Once upon a time, in an enchanted for...wait, wrong opening.
Back in my younger days (1990-92 before the shoulder injury) I was a hell of a baseball player, a pitcher, an up-and-comer in the far-off corners of Middlesex County (Massachusetts). Because I'm old enough that bubble-wrapped children hadn't been invented yet (at least in New England) when I was a kid, there were a few kids on my team who had picked up the habit of chewing tobacco from their favorite big league ballplayers (I preferred greenies myself. They call it Adderall now...go figure.) Some of them would chew during games, always insisting it was gum, not that anyone could see from far enough away. The coach was a grizzled old guy who fought in World War 2 and looked old enough to have fought in World War 1---he probably thought tobacco was good for you and chock-full of Vitamin C and stuff (yes, I stole that joke from Denis Leary. Sue me.)

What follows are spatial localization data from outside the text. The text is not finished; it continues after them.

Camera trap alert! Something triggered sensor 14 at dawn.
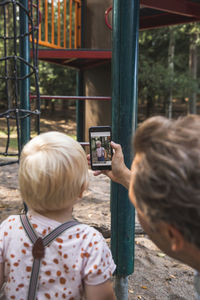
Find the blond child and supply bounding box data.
[0,132,116,300]
[96,141,105,161]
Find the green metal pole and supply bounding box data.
[111,0,140,297]
[76,71,85,142]
[76,0,85,142]
[20,0,30,148]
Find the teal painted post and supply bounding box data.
[111,0,140,287]
[76,0,85,142]
[20,0,30,148]
[76,71,85,142]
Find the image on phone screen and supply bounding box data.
[90,129,112,169]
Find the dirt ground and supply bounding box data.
[0,112,196,299]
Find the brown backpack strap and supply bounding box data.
[20,214,79,300]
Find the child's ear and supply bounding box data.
[79,183,86,198]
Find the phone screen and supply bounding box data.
[89,127,112,170]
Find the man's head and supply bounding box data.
[129,115,200,254]
[19,131,89,213]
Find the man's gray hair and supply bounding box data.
[133,115,200,249]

All this is by way of setting up a little story. We had a leadoff hitter named Jim, a lefty center fielder who ran like a gazelle and hit three---count 'em, three inside-the-park home runs in the same season in Pony League in '91. Well, one day in spring training '92, freshman high-school ball at the semipro park in town, Jim was out in center shagging flies and chewing tobacco...and managed to swallow his chaw. I was pitching BP so I didn't see what was going on behind me, but when the hitter stopped and pointed I turned around. Jim was greener than the outfield grass and the next thing I know he's climbing the chain-link center field fence and giving up a home run to his cookies---going, going, gone.
Jim quit chewing after that and took up Big League Chew bubble gum.